Steeped in Japoniste aesthetic, Alphonse-Georges Reyen spent several years designing and executing stained glass windows and panels before joining the firm of François-Eugène Rousseau in 1877. Rousseau had inherited his father's retail glass and ceramics shop in Paris. He was so excited by the introduction of Japanese art in France that he executed a complete table service in the Japanese style conceived by Felix Bracquemond. He also set up a small experimental glass workshop in which he was joined by Eugène Michel, a glass carver.

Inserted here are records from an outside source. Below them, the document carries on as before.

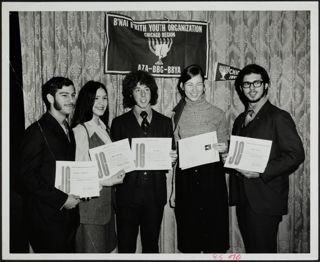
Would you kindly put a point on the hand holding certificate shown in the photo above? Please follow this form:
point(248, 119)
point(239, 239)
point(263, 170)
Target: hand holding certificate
point(78, 178)
point(198, 150)
point(152, 153)
point(113, 157)
point(249, 154)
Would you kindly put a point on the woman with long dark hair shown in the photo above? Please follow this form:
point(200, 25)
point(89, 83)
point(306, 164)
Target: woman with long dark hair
point(96, 233)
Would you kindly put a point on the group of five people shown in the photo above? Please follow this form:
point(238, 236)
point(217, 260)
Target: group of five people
point(58, 222)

Knowing little about the technical requirements of glass, Rousseau went to Clichy Glassworks of Appert Frères where most of his innovative ideas were realised in production. At first transparent vessels were engraved or enamelled, but Rousseau later began experimenting with multiple layers of translucent and opaque glass which were then intricately carved. He employed creative techniques like plunging the hot glass parison into cold water to crackle it, and trapping metallic oxides, shredded gold or silver between different glass layers.

Reyen's expertise rivalled that of Michel, the two producing exotic and exquisitely carved glass vessels. Reyen executed Rousseau's designs, but also created his own under his own name. He set up a workshop at 17 Boulevard de Solferino in Rueil in the early 1890s and exhibited his work at the 1889 Paris International Exhibition.

A similar vase can be found in the Musée des Arts Décoratifs, Paris.